Once signed up, look for the Security Credentials page and make a note of the Access Key ID and Secret Access Key. How you manage these is up to you, I just have one pair I use for all my backups.

Creating a GPG Keypair

As we want to encrypt all the data sent up to S3, we need to create a GPG keypair. As all the backups will need to be done by root, it makes sense for root to be the user the keypair is created as, assuming you're not using GPG for other purposes as root. You will need to pick an email address and passphrase for the key, I chose backups@hinterlands.org and used the excellent pwgen utility to make a long, strong random passphrase. (Use pwgen -sy 30 for proper paranoia :)

backuphowto:~# gpg --gen-key

Accept the default key type, key length and decide if you ever want the key to expire (I don't). Then provide your chosen strong passphrase. Next you will need to upload your key to a public keyserver, to do this you need to know the key's ID.

backuphowto:~# gpg --list-keys
/root/.gnupg/pubring.gpg
------------------------
pub   2048R/02E93567 2010-07-06
uid                  Hinterlands Backups <backups@hinterlands.org>
sub   2048R/FAE5261F 2010-07-06

backuphowto:~# gpg --send-keys 02E93567
gpg: sending key 02E93567 to hkp server keys.gnupg.net

Make a note of the key ID and, of course, your passphrase. You should consider copying your private key elsewhere, if you lose it, or forget your passphrase, then you will lose access to your backups.

Installing Duplicity

Duplicity is provided as a Debian package, as is the backend required to talk to S3.

backuphowto:~# aptitude install duplicity python-boto

An example backup

Duplicity requires quite a few parameters to work. These include your Amazon S3 access keys and your GPG key details.

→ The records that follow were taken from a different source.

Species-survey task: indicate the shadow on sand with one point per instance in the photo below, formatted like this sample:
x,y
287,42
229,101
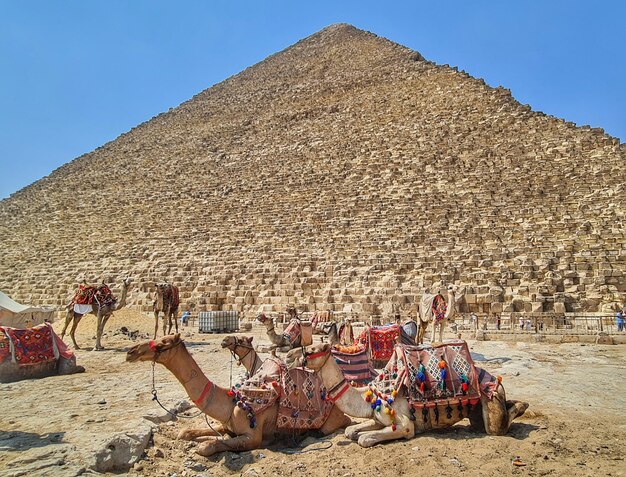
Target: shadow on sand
x,y
20,441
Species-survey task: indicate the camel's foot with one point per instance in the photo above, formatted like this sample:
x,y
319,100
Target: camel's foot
x,y
207,449
368,440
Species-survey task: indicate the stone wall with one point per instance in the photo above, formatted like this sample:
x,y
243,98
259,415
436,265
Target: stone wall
x,y
345,172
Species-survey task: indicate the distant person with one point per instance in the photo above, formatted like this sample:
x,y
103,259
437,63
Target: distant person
x,y
619,321
184,319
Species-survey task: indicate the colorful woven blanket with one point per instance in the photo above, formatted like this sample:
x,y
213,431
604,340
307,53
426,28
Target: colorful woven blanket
x,y
89,294
31,345
355,366
381,340
432,375
301,395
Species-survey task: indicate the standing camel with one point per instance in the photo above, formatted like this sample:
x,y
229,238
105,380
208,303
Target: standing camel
x,y
166,300
434,310
244,429
102,311
390,416
243,349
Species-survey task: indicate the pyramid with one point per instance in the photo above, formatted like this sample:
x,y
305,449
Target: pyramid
x,y
345,172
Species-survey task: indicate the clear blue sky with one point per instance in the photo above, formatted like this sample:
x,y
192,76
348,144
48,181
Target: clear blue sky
x,y
77,74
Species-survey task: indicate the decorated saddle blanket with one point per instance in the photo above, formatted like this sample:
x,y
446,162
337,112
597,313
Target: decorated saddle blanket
x,y
31,345
354,363
300,393
432,375
90,294
381,340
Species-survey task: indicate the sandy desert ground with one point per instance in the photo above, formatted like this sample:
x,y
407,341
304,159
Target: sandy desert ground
x,y
63,425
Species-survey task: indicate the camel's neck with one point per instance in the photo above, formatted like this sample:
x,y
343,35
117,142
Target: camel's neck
x,y
451,306
271,332
209,397
333,336
249,359
352,401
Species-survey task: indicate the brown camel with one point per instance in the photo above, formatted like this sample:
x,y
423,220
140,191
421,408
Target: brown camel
x,y
246,355
427,314
278,341
241,433
103,313
166,300
395,420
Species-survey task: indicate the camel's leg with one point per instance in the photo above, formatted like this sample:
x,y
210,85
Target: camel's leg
x,y
352,432
68,317
498,413
193,434
403,430
336,420
244,442
77,319
98,346
156,324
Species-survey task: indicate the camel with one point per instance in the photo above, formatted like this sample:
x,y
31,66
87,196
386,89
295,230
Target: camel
x,y
242,432
166,300
427,314
243,349
103,313
391,417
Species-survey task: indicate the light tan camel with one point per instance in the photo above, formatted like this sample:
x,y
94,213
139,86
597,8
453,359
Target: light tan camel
x,y
494,416
103,313
244,351
167,301
427,316
278,341
218,402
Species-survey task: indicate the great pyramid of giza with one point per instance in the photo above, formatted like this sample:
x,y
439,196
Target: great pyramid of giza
x,y
345,172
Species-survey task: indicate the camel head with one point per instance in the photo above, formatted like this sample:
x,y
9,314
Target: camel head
x,y
232,342
154,350
263,319
315,356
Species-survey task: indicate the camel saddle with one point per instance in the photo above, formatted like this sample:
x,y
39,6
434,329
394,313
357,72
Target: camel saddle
x,y
433,375
88,294
30,346
301,395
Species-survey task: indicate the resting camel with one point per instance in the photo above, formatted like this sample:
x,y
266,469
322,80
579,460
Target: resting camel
x,y
427,315
243,349
395,421
166,300
103,313
218,403
279,341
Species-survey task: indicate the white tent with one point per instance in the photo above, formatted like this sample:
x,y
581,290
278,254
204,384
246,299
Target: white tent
x,y
16,315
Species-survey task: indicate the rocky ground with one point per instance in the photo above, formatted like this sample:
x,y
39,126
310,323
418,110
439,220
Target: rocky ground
x,y
93,423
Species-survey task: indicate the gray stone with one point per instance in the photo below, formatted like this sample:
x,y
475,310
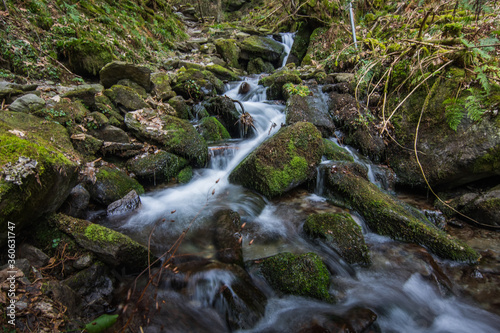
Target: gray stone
x,y
27,104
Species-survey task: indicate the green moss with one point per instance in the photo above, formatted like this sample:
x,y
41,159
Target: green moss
x,y
301,275
340,232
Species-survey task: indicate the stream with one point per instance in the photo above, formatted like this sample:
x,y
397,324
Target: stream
x,y
404,285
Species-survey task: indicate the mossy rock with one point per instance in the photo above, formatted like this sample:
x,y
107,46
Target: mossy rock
x,y
229,51
340,232
85,57
196,84
386,215
183,110
302,275
174,135
212,130
125,97
111,184
156,168
276,81
29,189
283,162
310,109
223,73
112,247
334,152
262,47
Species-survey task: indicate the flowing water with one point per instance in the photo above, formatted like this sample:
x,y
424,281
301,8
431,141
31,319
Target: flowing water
x,y
400,286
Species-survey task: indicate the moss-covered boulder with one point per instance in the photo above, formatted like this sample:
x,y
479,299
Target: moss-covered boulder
x,y
228,50
388,216
196,84
84,56
38,169
118,70
226,113
125,97
302,275
276,81
283,162
310,109
340,232
112,247
223,73
334,152
110,185
172,134
183,110
262,47
212,130
157,167
161,86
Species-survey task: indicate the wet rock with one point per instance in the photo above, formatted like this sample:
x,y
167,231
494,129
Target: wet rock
x,y
94,286
125,150
111,247
223,73
162,89
35,256
155,168
283,162
27,104
276,81
183,111
196,84
110,133
175,135
127,204
385,215
244,88
229,51
227,237
302,275
309,109
262,47
117,70
334,152
111,185
54,176
212,130
225,111
340,232
125,97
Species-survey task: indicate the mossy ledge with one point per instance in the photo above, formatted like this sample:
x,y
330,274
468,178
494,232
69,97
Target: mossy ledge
x,y
387,216
112,247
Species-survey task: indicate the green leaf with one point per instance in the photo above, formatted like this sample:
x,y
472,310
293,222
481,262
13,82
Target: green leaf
x,y
100,324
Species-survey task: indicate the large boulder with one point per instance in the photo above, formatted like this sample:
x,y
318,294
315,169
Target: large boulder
x,y
157,167
118,70
112,247
388,216
276,81
262,47
38,169
110,185
125,97
301,275
174,135
340,232
229,51
309,108
283,162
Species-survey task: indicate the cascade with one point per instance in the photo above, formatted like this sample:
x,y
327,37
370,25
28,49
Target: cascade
x,y
394,286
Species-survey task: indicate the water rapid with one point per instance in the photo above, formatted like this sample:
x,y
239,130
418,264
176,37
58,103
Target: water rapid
x,y
399,286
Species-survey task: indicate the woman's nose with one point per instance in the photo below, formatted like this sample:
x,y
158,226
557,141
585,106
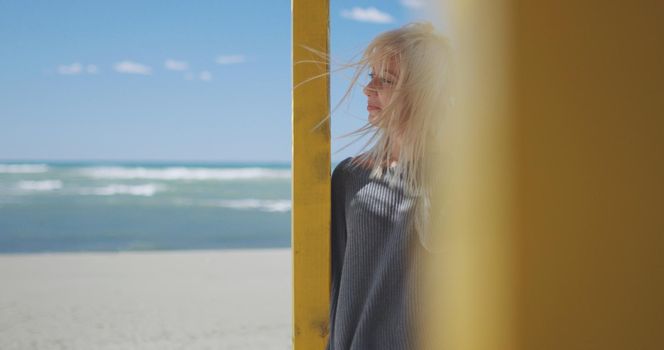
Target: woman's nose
x,y
370,89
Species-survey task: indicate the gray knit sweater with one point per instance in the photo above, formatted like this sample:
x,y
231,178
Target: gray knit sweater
x,y
372,299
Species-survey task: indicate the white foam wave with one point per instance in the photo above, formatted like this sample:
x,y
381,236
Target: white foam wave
x,y
182,173
146,190
269,205
44,185
23,168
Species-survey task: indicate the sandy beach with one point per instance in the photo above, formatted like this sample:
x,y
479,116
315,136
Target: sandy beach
x,y
226,299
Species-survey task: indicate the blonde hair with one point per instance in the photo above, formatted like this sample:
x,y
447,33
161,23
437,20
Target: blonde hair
x,y
414,113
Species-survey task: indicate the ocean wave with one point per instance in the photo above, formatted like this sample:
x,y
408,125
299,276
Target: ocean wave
x,y
269,205
182,173
43,185
23,168
146,190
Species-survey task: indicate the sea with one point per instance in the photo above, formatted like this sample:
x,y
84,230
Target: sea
x,y
128,206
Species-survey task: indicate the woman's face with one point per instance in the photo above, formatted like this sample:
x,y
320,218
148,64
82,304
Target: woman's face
x,y
380,88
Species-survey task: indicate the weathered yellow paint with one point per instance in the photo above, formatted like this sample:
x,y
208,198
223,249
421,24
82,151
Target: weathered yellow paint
x,y
311,174
554,233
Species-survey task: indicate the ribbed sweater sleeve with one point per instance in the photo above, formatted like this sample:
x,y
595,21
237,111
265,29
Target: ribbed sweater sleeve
x,y
370,298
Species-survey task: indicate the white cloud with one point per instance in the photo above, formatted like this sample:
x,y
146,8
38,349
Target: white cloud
x,y
205,76
74,68
91,69
230,59
413,4
176,65
369,14
130,67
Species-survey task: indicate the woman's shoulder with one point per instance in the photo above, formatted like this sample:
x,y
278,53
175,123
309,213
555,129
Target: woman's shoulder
x,y
349,167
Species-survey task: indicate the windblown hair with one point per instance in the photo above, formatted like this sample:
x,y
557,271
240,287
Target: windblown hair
x,y
413,115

For this reason, it's easier to wrap the command in a shell script so that you can easily set the variables that Duplicity will be looking for. An example script (downloadable version below) is as follows:

#!/bin/bash
 
export AWS_ACCESS_KEY_ID=FDKJFHADF8YADF7987FEDFIUHAL
export AWS_SECRET_ACCESS_KEY=fgsfdgJOI+khsiuhd+hdsoiuh897HIh
export PASSPHRASE=AReallyStrongAndSecretPassphrase
export GPG_KEY=02E93567 
 
 
/usr/bin/duplicity --s3-european-buckets --s3-use-new-style --encrypt-key=${GPG_KEY} --sign-key=${GPG_KEY} \ 
--volsize 5 --full-if-older-than 1M incremental  --include /home --exclude '**' / s3+http://backups.hinterlands.org/olga


We've used several options, here's what they all mean:

Option Explanation
--s3-european-bucketsLocate the backups on European servers
--s3-use-new-styleRequired for use with the above option
--encrypt-key=${GPG_KEY}Set the GPG key with which to encrypt data
--sign-key=${GPG_KEY}Set the GPG key with which to sign data
--volsize 5Set the volume size to 5 megabytes. Data will be uploaded to S3 in this size blocks
--full-if-older-than 1MIf the last full backup happened more than 1 month ago, do a full backup
incrementalPeform an incremental backup (may be overriden by above)
--include /homeInclude /home in the list of directories to back up
--exclude '**'Exclude all directories from being backed up, --include above overrides
/The path to start backing up from
s3+http://backups.hinterlands.org/olgaThe bucket to upload to. You don't need to create this in advance.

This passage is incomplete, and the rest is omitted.